Сначала Бекан решил пойти к Мисосту и выпросить у него справку о том, что Чока никакой не партизан и не начальник партизанского штаба. С этой бумагой можно съездить к Аниуару, сыну Шабатуко, а теперь адъютанту немецкого генерала. Хорошо бы разыскать Апчару, чтобы она сходила к Аниуару, если он действительно ищет ее, чтобы зачислить в танцевальный ансамбль.
Мисост сначала никак не хотел подписывать такую бумагу, но Бекан просил, очень просил, и тогда в конце концов бургомистр выдал справку, где написал:
«Мутаев Чока, житель села Машуко, в Красной Армии не служил. Скотовод».
Теперь надо было найти Апчару. Бекан подозревал, что она скрывается на черепичном заводе у Курацы. Увидев Курацу, он не стал ни расспрашивать ее, ни что-либо ей объяснять. Он просто сказал, что будет ждать Апчару на своей двуколке за мельницей. Не прошло и часа, как Апчара пришла в условленное место.
День был пасмурный, падали редкие снежинки. Апчара была одета в замусоленную и рваную телогрейку. Клочья пожелтевшей ваты торчали из многих прорех. Обута поверх сероватых вязаных шерстяных носков в тряпичные чувяки на сыромятной подошве. Пропускают воду, подумал седельщик. На голове шерстяной платок. В руки и лицо въелись сажа и кирпичная пыль. Как видно, не старалась быть привлекательной, наоборот, пыталась скрыть свою девичью стать, свежесть и цвет лица. Это ей удалось. Даже Бекан не сразу узнал ее.
Разговаривать на месте встречи не стали.
– Садись в двуколку. Дорогой поговорим.
Апчара знала, что седельщик не стал бы беспокоить ее понапрасну, поэтому безропотно, не задавая вопросов, села в коляску.
– Настоящий джигит, – одобрительно усмехнулся Бекан. – Когда джигиту говорят: «Собирайся, поедем» – джигит не спрашивает, куда и зачем. Он седлает коня и едет.
– Не с мамой ли что-нибудь? Но ведь Кураца знает все аульские новости. Она говорит, что маме ничего не грозит, что старый седельщик покрыл ей крышу соломой.

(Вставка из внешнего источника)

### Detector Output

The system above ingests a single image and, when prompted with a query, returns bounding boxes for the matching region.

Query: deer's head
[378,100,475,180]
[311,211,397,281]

Видишь, мы тут все знаем. Спасибо тебе за крышу.
– Нет, я не от Хабибы. Я к тебе за помощью пришел.
– Скажи. Я на все готова.
Бекан рассказал ей о первой попытке найти Чоку и о своих новых планах. Он покопался в складках папахи и достал заветную бумагу, подписанную Мисостом.
– Вот, читай. Если это не поможет и мы на этот раз не выручим Чоку, значит, встретимся с ним только на том свете. Данизат места себе не находит. Сама хотела ехать со мной. Но чем она поможет? Ее язык – материнские слезы, а этого языка как раз не понимают немцы. Ты – другое дело. Ты – грамотная. И по-русски, слава богу, и по-немецки тоже смыслишь.
Чтобы немного отвлечь Апчару от раздумий над предстоящим тяжелым делом, Бекан стал расспрашивать ее. Апчара охотно рассказывала.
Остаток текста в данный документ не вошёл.